This November, I’ll be telling 30 stories about 30 albums. The albums on this list are not necessarily my favorite albums, but they are the ones that are instantly associated with a time and place. All of these albums represent a chapter of my life. This is the story of those albums, and by extension, the story of me, presented mostly chronologically.
Album 3: Seven And The Ragged Tiger by Duran Duran.
My sister was (and still is, I suppose) four years, six months and five days older that me. That’s a huge age gap when you’re a kid. The age difference meant that she didn’t want much to do with her pesky kid sister once she became a tween.
Like most girls in the 1980s, she was an enormous, all-encompassing fan of Duran Duran.
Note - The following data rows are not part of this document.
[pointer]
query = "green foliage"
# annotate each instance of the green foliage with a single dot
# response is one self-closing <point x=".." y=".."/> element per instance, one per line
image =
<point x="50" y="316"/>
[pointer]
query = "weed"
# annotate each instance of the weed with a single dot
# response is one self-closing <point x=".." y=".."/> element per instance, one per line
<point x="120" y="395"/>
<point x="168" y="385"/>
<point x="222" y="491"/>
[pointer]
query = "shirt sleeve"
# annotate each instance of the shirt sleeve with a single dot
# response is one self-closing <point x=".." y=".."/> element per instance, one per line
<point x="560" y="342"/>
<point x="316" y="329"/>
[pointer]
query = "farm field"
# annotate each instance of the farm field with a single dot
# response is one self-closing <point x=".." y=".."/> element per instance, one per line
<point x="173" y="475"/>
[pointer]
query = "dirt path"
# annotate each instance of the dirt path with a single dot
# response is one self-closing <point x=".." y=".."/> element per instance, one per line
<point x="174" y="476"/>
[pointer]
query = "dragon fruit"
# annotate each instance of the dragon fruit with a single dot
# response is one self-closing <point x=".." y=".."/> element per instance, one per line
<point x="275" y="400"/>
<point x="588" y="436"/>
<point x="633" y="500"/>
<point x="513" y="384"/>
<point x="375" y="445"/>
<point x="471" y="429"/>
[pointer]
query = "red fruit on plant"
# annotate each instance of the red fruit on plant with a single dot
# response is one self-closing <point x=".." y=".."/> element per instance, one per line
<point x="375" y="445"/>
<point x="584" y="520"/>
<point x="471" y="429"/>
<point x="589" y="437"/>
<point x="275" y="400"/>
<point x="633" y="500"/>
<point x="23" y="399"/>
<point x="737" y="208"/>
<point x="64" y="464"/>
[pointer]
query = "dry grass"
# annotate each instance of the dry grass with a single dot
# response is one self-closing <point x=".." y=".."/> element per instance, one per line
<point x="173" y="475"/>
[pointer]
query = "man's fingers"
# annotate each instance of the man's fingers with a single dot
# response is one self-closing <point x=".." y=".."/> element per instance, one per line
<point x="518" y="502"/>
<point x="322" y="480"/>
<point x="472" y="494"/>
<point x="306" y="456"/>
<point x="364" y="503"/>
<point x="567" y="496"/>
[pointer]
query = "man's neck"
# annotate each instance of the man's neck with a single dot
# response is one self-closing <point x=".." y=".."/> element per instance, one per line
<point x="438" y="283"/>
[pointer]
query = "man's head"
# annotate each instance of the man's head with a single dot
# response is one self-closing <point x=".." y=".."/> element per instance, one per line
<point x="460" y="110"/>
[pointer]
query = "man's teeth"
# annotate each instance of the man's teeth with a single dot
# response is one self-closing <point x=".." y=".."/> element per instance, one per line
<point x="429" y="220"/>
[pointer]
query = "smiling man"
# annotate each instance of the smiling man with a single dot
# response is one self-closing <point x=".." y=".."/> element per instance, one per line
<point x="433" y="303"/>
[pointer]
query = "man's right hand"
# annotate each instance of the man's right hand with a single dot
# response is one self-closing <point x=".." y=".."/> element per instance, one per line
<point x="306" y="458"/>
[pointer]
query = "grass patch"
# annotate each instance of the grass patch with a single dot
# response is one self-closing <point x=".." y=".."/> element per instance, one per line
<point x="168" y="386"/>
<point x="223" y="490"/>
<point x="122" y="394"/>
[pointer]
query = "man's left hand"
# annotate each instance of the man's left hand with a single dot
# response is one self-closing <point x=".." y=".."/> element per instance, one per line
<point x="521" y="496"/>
If you remember the 80s at all, you remember Duran Duran. They were bigger than N’sync, The Backstreet Boys & Justin Bieber put together, and honestly, way cooler.
My sister was in love with John Taylor. I was always a Simon girl myself, but one of my sister’s friends had dibs on Simon, so I got stuck with Roger. At least it wasn’t Andy. Nobody wanted Andy. Poor Andy.
My sister was a Duranny, so I was a Duranny by proximity. The furor that surrounded the release of Seven And The Ragged Tiger among schoolgirls was unbelievable. At that point, Duran Duran already had two massive albums under their belt and this was the newest!!! Like, OH MY GOD, A NEW DURAN DURAN ALBUM!!! SQUEEEEE!
I clearly recall going with my sister after Catholic school on the very day it was released and waiting in an interminable line to pick up a copy on vinyl. Then, she took it home and digested it, bit by bit, until she had consumed it all. She wouldn’t even let me in the same room with her until she had listened to it once all the way through.
Nobody would say so, but it wasn’t as good as the first two albums. This band and this album will always and forever remind me of my sister and that period in both of our lives.
I never really liked this album all that much (the title is the best part), but I’ll have to go for The Seventh Stranger, because it’s the most musically interesting.